Jupiter and Venus are waiting for me when I get back to my room.

"so, you went to her again?" Venus starts.

"Vee, can't we?" I whined.

"No, we can't. You can't keep doing this. You know that. We know that" Jupiter adds.

"I know" I sigh flopping myself to the bed.

"does it makes you feel better? Being with Angela" Jupiter continues.

"you know it's not, Jay. I feel worse. Now I also feel more guilty towards Angela" I told him.

"Yet you are still doing it" Vee sigh.

I cover my eyes. Both of them are my childhood friends. Jupiter is the youngest of us but the wises. Venus is our voice of reason. When we went ashtray she will be there too straighten us. They came to this school for my sake. When I told them Kii has already had fiance they immediately requested to attend this school to accompany me.
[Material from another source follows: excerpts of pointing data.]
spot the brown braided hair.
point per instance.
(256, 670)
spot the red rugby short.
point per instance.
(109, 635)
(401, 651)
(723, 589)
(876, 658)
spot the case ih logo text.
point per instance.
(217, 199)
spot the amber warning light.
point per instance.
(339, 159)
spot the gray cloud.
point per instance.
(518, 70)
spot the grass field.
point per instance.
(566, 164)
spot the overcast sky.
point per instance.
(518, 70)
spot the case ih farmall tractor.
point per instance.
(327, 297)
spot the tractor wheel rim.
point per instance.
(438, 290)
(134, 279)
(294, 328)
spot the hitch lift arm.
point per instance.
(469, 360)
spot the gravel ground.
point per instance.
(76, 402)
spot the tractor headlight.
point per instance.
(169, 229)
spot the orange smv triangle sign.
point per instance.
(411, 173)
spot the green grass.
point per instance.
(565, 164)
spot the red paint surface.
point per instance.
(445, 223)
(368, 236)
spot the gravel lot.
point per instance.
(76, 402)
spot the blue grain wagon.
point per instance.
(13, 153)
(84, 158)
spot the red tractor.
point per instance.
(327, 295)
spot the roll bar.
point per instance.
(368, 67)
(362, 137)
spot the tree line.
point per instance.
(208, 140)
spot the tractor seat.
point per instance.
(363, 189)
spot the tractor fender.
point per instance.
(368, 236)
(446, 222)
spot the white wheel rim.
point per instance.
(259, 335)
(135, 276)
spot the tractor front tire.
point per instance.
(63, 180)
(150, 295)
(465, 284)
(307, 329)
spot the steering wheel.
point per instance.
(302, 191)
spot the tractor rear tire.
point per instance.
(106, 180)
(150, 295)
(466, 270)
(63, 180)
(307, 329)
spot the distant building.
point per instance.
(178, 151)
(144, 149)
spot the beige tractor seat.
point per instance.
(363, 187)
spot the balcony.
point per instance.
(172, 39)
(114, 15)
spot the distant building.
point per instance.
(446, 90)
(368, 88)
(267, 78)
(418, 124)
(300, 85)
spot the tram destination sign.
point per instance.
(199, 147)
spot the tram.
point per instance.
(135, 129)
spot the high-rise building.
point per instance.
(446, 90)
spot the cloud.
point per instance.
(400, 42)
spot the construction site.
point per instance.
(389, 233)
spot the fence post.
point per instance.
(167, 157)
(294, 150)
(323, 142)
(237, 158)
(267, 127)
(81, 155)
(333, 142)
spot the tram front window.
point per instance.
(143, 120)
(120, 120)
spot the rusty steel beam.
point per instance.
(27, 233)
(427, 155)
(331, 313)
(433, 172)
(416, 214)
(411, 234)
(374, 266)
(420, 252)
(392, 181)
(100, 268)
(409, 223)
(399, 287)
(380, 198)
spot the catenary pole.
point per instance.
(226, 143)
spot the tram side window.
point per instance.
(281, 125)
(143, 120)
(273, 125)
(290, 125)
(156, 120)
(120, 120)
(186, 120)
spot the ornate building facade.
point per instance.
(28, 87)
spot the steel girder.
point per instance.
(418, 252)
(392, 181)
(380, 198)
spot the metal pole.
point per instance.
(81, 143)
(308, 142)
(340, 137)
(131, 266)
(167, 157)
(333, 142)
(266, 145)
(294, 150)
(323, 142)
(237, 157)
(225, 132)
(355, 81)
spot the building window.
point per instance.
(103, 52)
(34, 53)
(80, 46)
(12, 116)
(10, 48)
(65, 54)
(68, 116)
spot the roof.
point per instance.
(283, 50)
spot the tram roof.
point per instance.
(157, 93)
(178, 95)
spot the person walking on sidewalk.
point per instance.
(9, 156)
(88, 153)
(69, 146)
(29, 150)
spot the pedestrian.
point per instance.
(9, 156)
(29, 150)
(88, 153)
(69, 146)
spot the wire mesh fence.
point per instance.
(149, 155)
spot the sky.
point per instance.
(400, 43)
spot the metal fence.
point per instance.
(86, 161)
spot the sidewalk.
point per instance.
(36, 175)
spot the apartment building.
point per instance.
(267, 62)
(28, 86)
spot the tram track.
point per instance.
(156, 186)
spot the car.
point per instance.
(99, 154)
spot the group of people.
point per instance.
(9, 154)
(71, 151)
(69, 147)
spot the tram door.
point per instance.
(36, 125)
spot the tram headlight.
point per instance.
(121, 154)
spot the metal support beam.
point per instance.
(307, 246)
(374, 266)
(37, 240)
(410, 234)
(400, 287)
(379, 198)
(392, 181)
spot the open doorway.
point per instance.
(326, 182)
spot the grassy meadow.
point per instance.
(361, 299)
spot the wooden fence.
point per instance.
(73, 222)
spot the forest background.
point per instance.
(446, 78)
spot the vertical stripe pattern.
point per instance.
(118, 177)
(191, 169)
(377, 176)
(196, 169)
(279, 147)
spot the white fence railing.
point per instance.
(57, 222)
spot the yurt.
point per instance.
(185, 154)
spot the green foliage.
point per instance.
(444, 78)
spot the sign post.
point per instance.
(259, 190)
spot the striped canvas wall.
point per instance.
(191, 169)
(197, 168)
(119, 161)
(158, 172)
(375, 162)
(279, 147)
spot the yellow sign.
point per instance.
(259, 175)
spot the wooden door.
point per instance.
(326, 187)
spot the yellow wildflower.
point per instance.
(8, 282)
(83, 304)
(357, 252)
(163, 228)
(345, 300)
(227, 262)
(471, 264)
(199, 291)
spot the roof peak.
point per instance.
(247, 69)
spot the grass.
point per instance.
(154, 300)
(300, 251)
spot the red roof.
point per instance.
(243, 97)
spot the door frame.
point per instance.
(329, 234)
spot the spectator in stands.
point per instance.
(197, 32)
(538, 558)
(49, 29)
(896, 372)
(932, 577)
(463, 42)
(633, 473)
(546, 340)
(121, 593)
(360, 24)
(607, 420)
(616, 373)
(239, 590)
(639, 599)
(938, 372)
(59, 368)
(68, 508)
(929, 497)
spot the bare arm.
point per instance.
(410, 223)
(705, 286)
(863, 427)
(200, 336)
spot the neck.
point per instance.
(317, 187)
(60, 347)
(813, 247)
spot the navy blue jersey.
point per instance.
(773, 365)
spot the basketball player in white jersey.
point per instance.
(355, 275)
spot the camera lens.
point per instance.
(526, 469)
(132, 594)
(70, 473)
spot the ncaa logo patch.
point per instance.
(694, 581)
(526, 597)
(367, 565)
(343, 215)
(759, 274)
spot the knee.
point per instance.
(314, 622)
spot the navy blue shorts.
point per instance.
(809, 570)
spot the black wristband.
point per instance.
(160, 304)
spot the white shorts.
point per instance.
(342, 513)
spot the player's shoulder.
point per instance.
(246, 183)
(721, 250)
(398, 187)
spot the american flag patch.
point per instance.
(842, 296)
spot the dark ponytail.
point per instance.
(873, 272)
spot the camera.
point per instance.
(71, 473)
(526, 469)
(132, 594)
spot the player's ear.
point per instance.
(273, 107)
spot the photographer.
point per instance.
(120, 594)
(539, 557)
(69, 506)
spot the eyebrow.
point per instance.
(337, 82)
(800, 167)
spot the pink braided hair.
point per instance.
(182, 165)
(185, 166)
They act politely and professionally as my bodyguards when we are in public. But when we are alone like this, they're my childhood friends again. If not for them I don't know where I would be right now.

"so what do you decide?" Vee's voice awaken me

"about what?" I questioned.

"Vee was asking if you're going to give up on Kii now that you knew that she and Arzen already slept together" Jay clarified.

"it doesn't matter whether they had slept together or not. I love Kii not her body" I told them.

"Fenfen..." Jay said.

"I'll stop sleeping with Angela" I cut him.

"plan?" Vee raised her brows.

"Nothing. I'll just go forward to steal off Kii's attention from Arzen. Let her get to know me and show her that I'm better than Arzen" I said determinedly.

"that is the spirit!" they cheers.

I smile to myself. I should have doing this ages ago but it's better late than never.

Noah 💬

The woman I love is loved by many people and love not only me. In fact she is obsessed with other man. I knew I wasn't enough for her. I knew she was looking for someone else. I see what she did but I pretend I didn't.

I'm hotheaded idiot and not smart but even an idiot like me can see that she have been sleeping around with other man.

I don't know what happened to her. She changed since she started to stay with her father. She said they don't treat her well. I offered her to stay with us again like before her mother passed but she refused.

She used to be a very pure and honest girl. She never good at studying but she was a hardworking girl. When we were young we promised that when we grow up we will get married and have many children. We will leave the house and become farmers because she loves to grows things and so do I. My family even decide that my brother in law is the one that going to be the heir.

We were happy. She was going to wait for me finish my study in academy and then we will get married. We already have blessing from both her mother and my family. That was before her father took her. After that everything about her change. Where did my Angie go?

She used to get along with both my older sister and brother-in-law. She was especially close with my older sister. Yet now she never asked about her at all. She who was happier than my older sister herself when the news of her pregnancy come, never even mentioned about it anymore.

What is really happening to her?

I'm really a fool. I still cling to a childhood promise. To her innocent smile. To the feeling of her kiss and body on my arms the day before she left our place. Her voice that tell me how much she loves me.

It is a punishment because we made love before we got engaged?

We had made love more often after that but it was different. There was no shy smile. There was no I love you told. It was just lust. It feels as if I did it with someone else.

I miss her even though she was by my side.

She likes Prince Arzen. Like any other ladies here. It wasn't a surprise. Prince Arzen is charming and endearing. You just can't help but love him if you were ladies and admire him if you were men. But prince Arzen already have fiancee. We meet them once before. When I introduced her to them. They look lovely together. I can see that prince Arzen only have eyes for her. Angie even said that they're such a cute couple and looking forward for the day when they finally get married. Did she forget that?

She forgot a lot of things these days. She forgot about my sister, she forgot about her dreams, she forgot about her favorite flower, she forgot about her own nickname, she forgot about our promise. And forgot her love for me.

Is she still the same woman that I love?